The way he sees it, consolidation in the pharmaceutical sector is the result of pressure from Wall Street, which puts a premium on more and better revenue streams.

"For a company facing a revenue cliff, some sort of merger or acquisition to fill that in is very appropriate," Kolassa said.

It looks good on the acquirer's books. But that doesn't necessarily mean a deal will create a more valuable combined company, Kolassa says. "Over time, the net value of the new combined entity will be smaller than what they had separately."

The Pfizer-Wyeth deal will look good on Pfizer's balance sheet, Kolassa says, as the company plugs its revenue hole. But, he adds, it will not have created one company stronger than the two predecessors. And it will have cost 15,000 jobs at a time of high unemployment.

Mixed Bag For Shareholders

No business model provides a magic bullet to deal with patent expiration, says Les Funtleyder, analyst with Miller Tabak and author of the book, "Healthcare Investing: Profiting from the New World of Pharma, Biotech, and Health."
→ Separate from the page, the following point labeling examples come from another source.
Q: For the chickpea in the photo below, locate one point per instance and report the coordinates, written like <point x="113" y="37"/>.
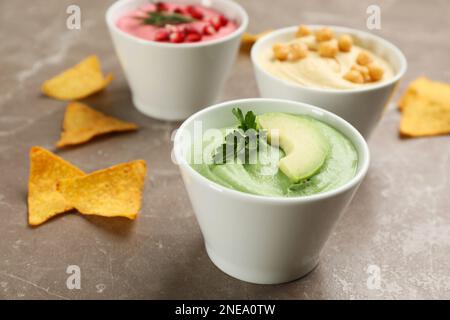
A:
<point x="363" y="58"/>
<point x="303" y="31"/>
<point x="298" y="51"/>
<point x="375" y="72"/>
<point x="328" y="49"/>
<point x="345" y="43"/>
<point x="324" y="34"/>
<point x="354" y="76"/>
<point x="280" y="51"/>
<point x="363" y="70"/>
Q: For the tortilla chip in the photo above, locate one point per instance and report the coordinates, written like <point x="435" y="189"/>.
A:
<point x="44" y="201"/>
<point x="435" y="91"/>
<point x="82" y="123"/>
<point x="77" y="82"/>
<point x="112" y="192"/>
<point x="248" y="39"/>
<point x="422" y="116"/>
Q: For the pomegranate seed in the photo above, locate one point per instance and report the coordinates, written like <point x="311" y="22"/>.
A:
<point x="193" y="37"/>
<point x="190" y="30"/>
<point x="209" y="30"/>
<point x="162" y="6"/>
<point x="194" y="12"/>
<point x="161" y="35"/>
<point x="176" y="37"/>
<point x="178" y="10"/>
<point x="223" y="20"/>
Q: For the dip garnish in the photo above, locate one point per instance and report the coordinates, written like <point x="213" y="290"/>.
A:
<point x="163" y="18"/>
<point x="242" y="141"/>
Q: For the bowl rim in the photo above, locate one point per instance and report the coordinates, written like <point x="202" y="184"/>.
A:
<point x="256" y="49"/>
<point x="353" y="182"/>
<point x="236" y="33"/>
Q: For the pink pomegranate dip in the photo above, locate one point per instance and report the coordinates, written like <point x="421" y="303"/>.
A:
<point x="185" y="23"/>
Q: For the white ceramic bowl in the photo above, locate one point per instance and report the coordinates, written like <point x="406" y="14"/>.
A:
<point x="172" y="81"/>
<point x="362" y="107"/>
<point x="263" y="239"/>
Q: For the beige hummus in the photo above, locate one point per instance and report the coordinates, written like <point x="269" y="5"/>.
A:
<point x="320" y="72"/>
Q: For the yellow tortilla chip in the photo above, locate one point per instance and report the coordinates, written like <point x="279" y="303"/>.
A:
<point x="82" y="123"/>
<point x="433" y="90"/>
<point x="112" y="192"/>
<point x="422" y="116"/>
<point x="248" y="39"/>
<point x="77" y="82"/>
<point x="44" y="201"/>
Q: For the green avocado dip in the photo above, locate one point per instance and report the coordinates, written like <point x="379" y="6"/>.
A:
<point x="296" y="156"/>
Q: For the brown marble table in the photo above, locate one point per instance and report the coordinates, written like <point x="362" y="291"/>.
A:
<point x="399" y="221"/>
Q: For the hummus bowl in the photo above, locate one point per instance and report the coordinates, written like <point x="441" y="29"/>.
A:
<point x="264" y="239"/>
<point x="362" y="106"/>
<point x="171" y="81"/>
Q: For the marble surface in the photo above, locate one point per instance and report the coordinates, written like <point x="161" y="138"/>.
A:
<point x="399" y="221"/>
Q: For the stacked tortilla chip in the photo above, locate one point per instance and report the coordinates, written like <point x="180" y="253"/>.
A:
<point x="425" y="108"/>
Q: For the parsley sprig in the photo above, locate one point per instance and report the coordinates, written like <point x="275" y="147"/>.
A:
<point x="242" y="143"/>
<point x="162" y="18"/>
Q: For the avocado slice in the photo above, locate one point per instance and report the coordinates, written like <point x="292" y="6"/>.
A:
<point x="305" y="148"/>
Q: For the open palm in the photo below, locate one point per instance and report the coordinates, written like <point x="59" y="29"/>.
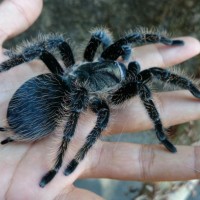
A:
<point x="23" y="165"/>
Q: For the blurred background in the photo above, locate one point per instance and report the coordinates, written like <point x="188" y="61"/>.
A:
<point x="75" y="18"/>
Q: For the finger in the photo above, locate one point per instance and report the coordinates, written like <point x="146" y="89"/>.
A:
<point x="164" y="56"/>
<point x="174" y="107"/>
<point x="16" y="16"/>
<point x="77" y="193"/>
<point x="146" y="163"/>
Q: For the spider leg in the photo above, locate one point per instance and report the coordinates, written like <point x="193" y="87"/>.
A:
<point x="99" y="36"/>
<point x="146" y="98"/>
<point x="102" y="111"/>
<point x="167" y="76"/>
<point x="130" y="87"/>
<point x="42" y="49"/>
<point x="79" y="102"/>
<point x="122" y="46"/>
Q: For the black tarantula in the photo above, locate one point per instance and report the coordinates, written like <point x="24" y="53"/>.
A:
<point x="38" y="105"/>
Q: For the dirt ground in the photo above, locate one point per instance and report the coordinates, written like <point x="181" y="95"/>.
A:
<point x="76" y="18"/>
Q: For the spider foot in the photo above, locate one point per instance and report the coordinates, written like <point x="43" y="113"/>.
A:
<point x="3" y="129"/>
<point x="71" y="167"/>
<point x="47" y="178"/>
<point x="7" y="140"/>
<point x="169" y="146"/>
<point x="177" y="42"/>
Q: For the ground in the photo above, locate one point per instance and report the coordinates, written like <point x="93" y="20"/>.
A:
<point x="76" y="18"/>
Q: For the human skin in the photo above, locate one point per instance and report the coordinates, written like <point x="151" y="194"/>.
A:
<point x="22" y="165"/>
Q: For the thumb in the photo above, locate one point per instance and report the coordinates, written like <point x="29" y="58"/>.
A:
<point x="16" y="16"/>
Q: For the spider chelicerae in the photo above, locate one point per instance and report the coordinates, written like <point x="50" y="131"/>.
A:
<point x="38" y="106"/>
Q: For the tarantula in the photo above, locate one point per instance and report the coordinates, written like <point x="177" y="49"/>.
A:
<point x="38" y="106"/>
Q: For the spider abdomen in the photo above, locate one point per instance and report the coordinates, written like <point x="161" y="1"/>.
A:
<point x="36" y="107"/>
<point x="100" y="76"/>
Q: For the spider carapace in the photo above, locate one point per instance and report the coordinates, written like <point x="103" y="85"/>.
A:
<point x="38" y="106"/>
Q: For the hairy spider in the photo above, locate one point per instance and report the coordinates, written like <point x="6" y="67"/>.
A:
<point x="38" y="106"/>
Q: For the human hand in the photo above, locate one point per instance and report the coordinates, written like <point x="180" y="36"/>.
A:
<point x="23" y="165"/>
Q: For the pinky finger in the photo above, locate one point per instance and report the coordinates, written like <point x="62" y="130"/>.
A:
<point x="16" y="16"/>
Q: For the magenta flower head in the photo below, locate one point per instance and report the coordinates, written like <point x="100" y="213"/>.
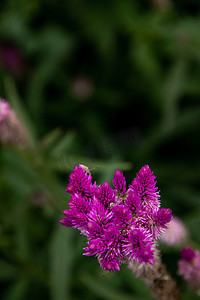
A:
<point x="120" y="225"/>
<point x="4" y="109"/>
<point x="176" y="234"/>
<point x="189" y="267"/>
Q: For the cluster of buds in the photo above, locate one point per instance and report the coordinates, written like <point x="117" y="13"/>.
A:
<point x="12" y="132"/>
<point x="121" y="225"/>
<point x="176" y="234"/>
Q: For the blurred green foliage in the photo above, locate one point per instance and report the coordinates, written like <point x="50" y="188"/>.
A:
<point x="109" y="84"/>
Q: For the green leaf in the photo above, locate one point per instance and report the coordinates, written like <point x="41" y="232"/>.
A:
<point x="63" y="145"/>
<point x="105" y="291"/>
<point x="67" y="163"/>
<point x="17" y="291"/>
<point x="61" y="258"/>
<point x="7" y="271"/>
<point x="13" y="97"/>
<point x="50" y="139"/>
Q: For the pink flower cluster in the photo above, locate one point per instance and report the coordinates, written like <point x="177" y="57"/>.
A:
<point x="121" y="225"/>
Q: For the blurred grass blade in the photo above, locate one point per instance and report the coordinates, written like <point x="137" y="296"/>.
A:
<point x="50" y="139"/>
<point x="105" y="291"/>
<point x="63" y="144"/>
<point x="7" y="271"/>
<point x="61" y="257"/>
<point x="17" y="291"/>
<point x="13" y="97"/>
<point x="172" y="90"/>
<point x="67" y="163"/>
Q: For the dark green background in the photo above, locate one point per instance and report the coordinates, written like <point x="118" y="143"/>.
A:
<point x="140" y="63"/>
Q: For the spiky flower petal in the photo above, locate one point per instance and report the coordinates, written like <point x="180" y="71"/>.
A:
<point x="120" y="225"/>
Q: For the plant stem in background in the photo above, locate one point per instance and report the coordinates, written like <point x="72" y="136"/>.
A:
<point x="156" y="278"/>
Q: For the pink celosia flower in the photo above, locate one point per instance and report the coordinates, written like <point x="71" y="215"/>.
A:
<point x="120" y="225"/>
<point x="4" y="109"/>
<point x="176" y="234"/>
"If investors were willing to pay more for the pure-play pharma that does acquisitions, then every pharma would do it," Funtleyder said.

But mega-mergers don't always improve stock values. In 2000 Pfizer merged with Warner-Lambert in a $90 billion all-stock deal. Three years later it bought Pharmacia, paying $60 billion in stock. And this year it paid $68 billion in cash and stock for Wyeth. Yet Pfizer's stock is down more than 40% since the beginning of the decade.